Background: The impact of serum lipid abnormalities on the progression of diabetic kidney disease (DKD) remains conflicting. Furthermore, gender differences in the association between dyslipidaemia and outcome of DKD are largely unknown. We therefore conducted this single-centre observational cohort study to clarify gender differences in the association between serum lipid profiles and the progression of DKD.
Methods: Seven hundred and twenty-three Japanese type 2 diabetes mellitus (T2DM) patients with normoalbuminuria or microalbuminuria, 280 women and 443 men, with a mean (± SD) age of 63 ± 11 years were studied. The endpoint was the progression to a more advanced stage of albuminuria. For statistical analyses, Cox proportional hazard model analyses were conducted.

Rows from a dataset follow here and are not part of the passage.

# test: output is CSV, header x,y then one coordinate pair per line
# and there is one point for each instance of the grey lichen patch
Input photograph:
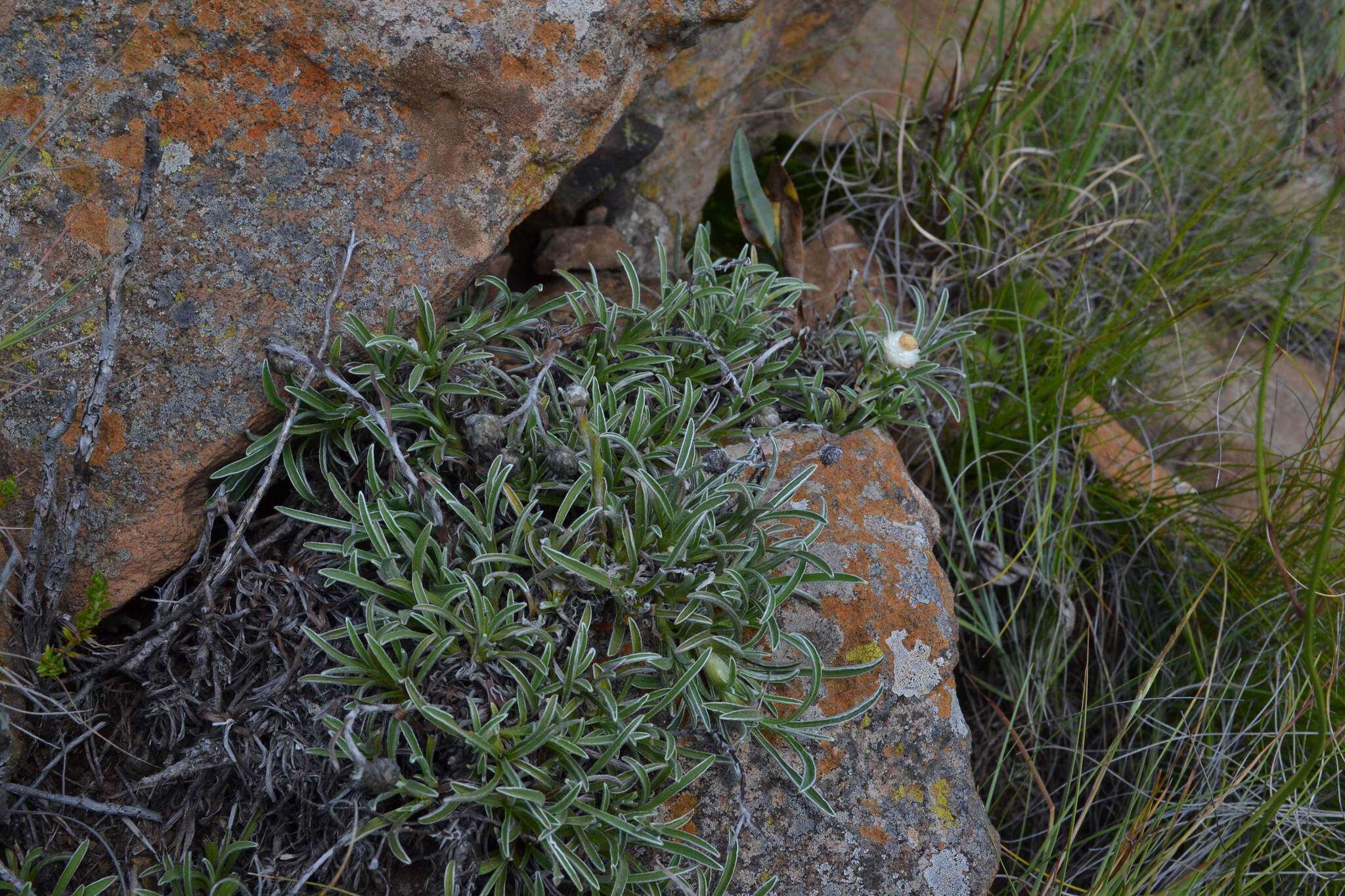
x,y
947,874
914,675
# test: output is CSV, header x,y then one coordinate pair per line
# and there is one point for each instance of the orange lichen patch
x,y
20,101
873,834
82,179
705,91
112,437
592,65
798,32
942,698
682,805
89,224
830,759
536,73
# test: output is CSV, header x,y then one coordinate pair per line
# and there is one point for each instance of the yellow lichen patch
x,y
682,805
908,792
79,179
681,70
939,790
705,91
873,834
864,653
798,32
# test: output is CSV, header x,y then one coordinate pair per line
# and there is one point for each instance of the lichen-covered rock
x,y
431,128
908,817
906,47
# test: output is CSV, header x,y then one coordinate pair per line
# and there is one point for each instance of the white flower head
x,y
902,350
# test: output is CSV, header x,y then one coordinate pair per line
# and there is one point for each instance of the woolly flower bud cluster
x,y
900,350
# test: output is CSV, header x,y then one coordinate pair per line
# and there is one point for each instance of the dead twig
x,y
84,802
30,631
91,419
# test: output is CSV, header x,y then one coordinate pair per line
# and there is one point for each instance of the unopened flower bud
x,y
902,350
380,775
767,417
485,436
563,463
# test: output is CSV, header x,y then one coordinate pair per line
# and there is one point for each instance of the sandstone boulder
x,y
908,817
430,128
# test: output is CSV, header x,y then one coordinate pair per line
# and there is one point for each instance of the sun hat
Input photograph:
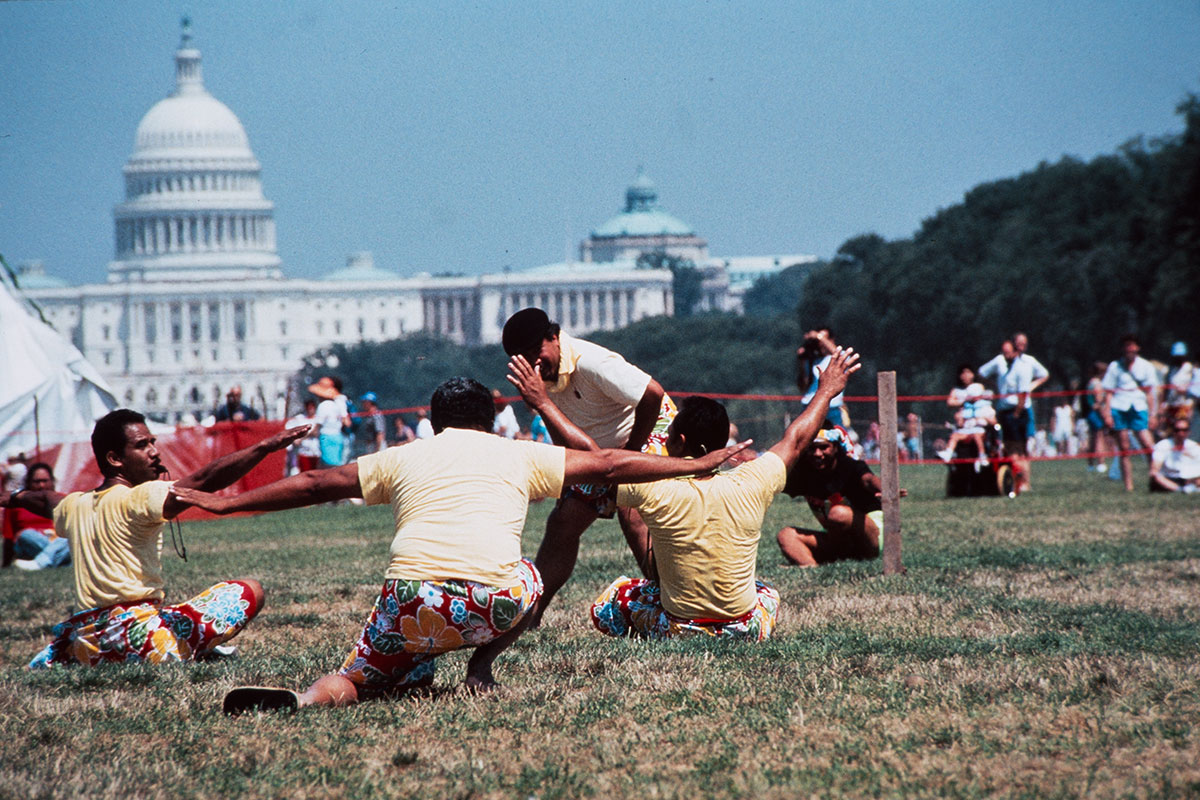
x,y
324,389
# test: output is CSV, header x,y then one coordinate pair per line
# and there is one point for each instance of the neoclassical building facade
x,y
197,299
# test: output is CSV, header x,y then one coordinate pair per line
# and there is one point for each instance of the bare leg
x,y
479,668
637,536
559,549
331,690
797,546
1125,444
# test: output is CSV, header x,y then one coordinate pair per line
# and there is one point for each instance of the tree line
x,y
1075,253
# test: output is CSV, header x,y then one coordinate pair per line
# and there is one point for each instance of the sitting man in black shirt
x,y
844,495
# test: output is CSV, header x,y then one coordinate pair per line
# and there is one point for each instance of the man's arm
x,y
227,469
646,415
40,503
635,467
528,383
801,432
304,489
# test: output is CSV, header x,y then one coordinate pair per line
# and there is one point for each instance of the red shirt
x,y
18,519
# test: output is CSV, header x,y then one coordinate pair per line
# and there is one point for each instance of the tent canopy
x,y
48,391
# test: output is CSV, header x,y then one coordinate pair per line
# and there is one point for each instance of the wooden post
x,y
889,471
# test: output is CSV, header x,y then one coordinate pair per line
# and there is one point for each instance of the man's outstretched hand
x,y
205,500
843,364
286,438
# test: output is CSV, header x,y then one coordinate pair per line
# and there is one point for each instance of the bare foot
x,y
477,685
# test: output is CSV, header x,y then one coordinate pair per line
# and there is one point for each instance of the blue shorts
x,y
331,450
1131,420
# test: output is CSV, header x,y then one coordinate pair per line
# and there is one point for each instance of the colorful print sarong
x,y
414,621
603,497
634,607
147,631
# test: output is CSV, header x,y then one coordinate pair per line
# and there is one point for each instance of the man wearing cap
x,y
705,529
333,415
233,409
371,434
616,404
115,535
456,577
844,495
1176,402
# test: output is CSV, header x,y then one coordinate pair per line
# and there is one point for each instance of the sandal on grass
x,y
259,698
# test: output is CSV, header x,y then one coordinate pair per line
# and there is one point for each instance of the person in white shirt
x,y
1131,386
811,359
333,415
1175,462
305,453
424,427
1015,376
505,423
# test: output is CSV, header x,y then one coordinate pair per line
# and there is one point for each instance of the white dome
x,y
191,121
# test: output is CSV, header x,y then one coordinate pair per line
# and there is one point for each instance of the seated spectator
x,y
912,435
405,432
844,495
1175,462
233,410
975,414
703,530
34,541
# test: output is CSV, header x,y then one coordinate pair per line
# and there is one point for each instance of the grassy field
x,y
1044,647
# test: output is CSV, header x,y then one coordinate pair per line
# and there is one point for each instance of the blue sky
x,y
466,137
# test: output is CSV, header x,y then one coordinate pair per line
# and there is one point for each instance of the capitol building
x,y
197,299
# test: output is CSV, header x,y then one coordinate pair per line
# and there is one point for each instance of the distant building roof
x,y
642,215
360,269
31,275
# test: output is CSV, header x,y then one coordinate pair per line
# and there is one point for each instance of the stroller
x,y
969,475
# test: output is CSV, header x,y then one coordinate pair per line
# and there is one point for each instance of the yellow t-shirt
x,y
460,501
598,390
115,542
706,535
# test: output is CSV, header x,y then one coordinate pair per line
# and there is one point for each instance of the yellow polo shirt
x,y
706,535
460,501
115,542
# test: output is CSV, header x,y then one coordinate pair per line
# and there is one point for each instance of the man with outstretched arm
x,y
115,535
616,404
703,529
456,578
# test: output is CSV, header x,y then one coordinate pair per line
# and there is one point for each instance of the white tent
x,y
48,391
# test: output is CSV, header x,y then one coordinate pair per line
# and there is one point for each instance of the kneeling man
x,y
703,530
844,494
115,535
456,578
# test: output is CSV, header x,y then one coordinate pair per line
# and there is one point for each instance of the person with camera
x,y
813,359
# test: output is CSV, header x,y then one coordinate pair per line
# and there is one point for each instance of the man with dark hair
x,y
115,534
1131,396
703,530
616,404
233,409
456,578
844,495
1017,376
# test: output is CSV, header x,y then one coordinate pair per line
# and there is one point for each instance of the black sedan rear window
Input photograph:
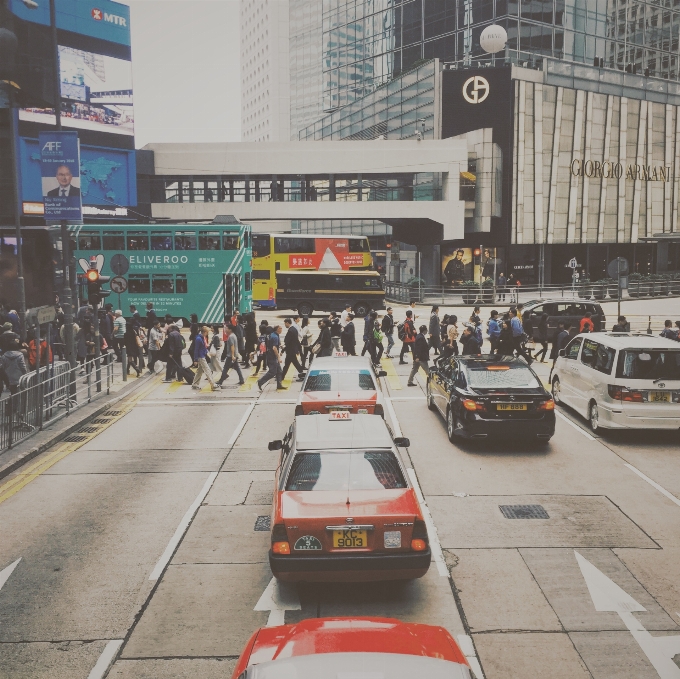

Results: During the mean follow-up period of 4.3 years, 62 of 477 patients with normoalbuminuria and 69 of 246 patients with microalbuminuria reached the endpoint. A significant interaction between high-density lipoprotein (HDL) cholesterol and gender was detected (P(interaction) = 0.04); therefore, separate analyses were conducted for men and women. Overall, in men, the univariate Cox proportional hazard model revealed that higher triglycerides and lower HDL cholesterol levels were significantly associated with higher risk of reaching the endpoint. In the multivariate Cox proportional hazard model, only HDL cholesterol levels remained as an independent predictor of the endpoint (hazard ratio 0.391, P = 0.01). In women, no serum lipid parameters were associated with the endpoint.
Conclusions: Lower HDL cholesterol levels seem to be associated with the progression of DKD in men but not in women.